Volvo V70 T5 2.3 turbo 250KM 2002,Mercedes CLS 500 2005,Honda CRv 2.0 2007,BMW X5 4.4 2001...
Oj,chyba nie,chodzi raczej o dostępność części zamiennych i odpowiednią obsługę,regulacja 24 zaworów w ASO i kupno płytek mało nie kosztuje,jeden zwór ssący lub wydechowy to wydatek ponad 1000zł,części używanych brak,nikt nie rozbiera tych silników,pozatym taki silnik chciałbyś mieć w e38??? :)
"Myślenie to najcięższa praca z możliwych i pewnie dlatego tak niewielu ją podejmuje." - Henry Ford
trochę sie zagalopowałeś, zawór dolotowy 265 PLN, nominał, a wydechowy to 508 PLN, też nominał, trochę do tysiąca brakuje, poza tym nawet ja mam na to 20% procent zniżki w ASO, a co dopiero duży mechanik. Najdroższa płytka kosztuje 40 PLN, to wszystko bez rabatów.
Poza tym nie wydaje mi się, że w ładnym stanie auta będzie trzeba od razu robić remont głowicy. Te silniki nie mają nalatane nie wiadomo ile.
Nie róbmy z tych aut masakry jakiejś. Z całą pewnością koszty utrzymania zadbanej e34 M5 nie będą dużo większe niż zadbanej e32 750. W zupełności ok jak na auto weekendowe.
Natomiast na co dzień zarówno M5 jak i 750 się nie nadają, za duże koszta i za stare auta.
Ostatnio edytowane przez ttrol ; 22-08-2012 o 18:54
pozdrawiam Bartek
Nie chodziło o użytkowanie M5 jako auto weekendowe, bo w ten sposób są użytkowane wszystkie auta z grona znajomych, a na pewno przeważająca większość.
Mowa była o jeździe na codzień.
Marek nie minął się z prawdą, nie chodziło o spalanie, choć i tak na tle zwykłego 3.5 nie wyglądało ciekawie.
Stopień zużycia jednostki nie zależy tylko od przebiegu, ale głównie od traktowania - to taki oklepany ogólnik którym po raz tysięczny możemy się wymienić ;)

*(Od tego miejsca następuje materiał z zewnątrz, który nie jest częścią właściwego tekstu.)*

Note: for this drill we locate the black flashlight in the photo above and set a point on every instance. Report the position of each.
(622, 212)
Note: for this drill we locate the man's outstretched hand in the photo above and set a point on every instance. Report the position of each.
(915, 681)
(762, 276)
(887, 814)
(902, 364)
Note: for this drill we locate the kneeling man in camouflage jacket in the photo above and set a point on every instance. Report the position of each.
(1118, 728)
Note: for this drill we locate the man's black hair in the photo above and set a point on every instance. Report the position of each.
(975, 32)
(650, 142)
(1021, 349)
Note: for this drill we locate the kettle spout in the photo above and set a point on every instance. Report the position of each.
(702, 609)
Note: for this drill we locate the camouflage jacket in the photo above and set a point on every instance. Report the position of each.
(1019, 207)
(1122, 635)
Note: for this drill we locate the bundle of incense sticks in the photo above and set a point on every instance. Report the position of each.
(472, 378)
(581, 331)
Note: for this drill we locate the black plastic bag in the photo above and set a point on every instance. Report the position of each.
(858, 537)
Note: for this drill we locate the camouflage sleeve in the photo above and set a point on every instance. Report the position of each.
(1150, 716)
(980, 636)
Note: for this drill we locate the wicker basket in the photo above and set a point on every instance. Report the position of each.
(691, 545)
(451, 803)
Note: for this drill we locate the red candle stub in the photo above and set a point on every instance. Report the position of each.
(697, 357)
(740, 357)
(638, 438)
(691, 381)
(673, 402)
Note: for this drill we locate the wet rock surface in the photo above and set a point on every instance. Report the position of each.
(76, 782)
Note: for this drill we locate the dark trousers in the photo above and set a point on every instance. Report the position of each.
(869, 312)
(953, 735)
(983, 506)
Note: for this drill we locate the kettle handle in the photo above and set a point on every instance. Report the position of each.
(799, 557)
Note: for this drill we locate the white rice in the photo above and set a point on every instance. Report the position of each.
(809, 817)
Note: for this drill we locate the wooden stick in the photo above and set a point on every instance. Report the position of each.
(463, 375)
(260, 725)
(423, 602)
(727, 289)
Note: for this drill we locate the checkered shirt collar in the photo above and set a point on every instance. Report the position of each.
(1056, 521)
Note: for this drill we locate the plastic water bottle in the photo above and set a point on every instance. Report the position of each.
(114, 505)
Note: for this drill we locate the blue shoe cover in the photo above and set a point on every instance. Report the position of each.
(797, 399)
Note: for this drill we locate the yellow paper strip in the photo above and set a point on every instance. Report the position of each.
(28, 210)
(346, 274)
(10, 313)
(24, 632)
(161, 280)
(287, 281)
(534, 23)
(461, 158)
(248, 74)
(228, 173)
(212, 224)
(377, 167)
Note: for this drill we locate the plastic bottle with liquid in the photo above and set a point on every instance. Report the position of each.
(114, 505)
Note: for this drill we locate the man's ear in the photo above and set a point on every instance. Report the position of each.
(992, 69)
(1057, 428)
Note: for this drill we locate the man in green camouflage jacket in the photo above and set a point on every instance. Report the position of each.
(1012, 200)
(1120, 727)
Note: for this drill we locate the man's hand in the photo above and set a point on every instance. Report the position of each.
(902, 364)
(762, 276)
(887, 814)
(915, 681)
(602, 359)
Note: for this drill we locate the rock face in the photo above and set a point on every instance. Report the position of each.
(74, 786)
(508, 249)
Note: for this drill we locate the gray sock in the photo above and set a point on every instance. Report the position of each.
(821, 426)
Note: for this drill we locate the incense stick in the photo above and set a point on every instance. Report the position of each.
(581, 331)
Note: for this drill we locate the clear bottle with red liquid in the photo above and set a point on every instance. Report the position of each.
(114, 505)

Co do użytkowania na codzień czy e34 M5 czy e32 750 i związanych z tym niedogodności to najlepiej wiedzą ci co mieli i jeździli albo mają nadal tyle że już w innym wydaniu.
Czarne e32 w benzynie!
wies tańczy i śpiewa biedne M5 nqatomiast to na e-38 wygląda już cakiem miło oby tylko było to namalowane na prawdziwym 750 a nie na TDS-ie :)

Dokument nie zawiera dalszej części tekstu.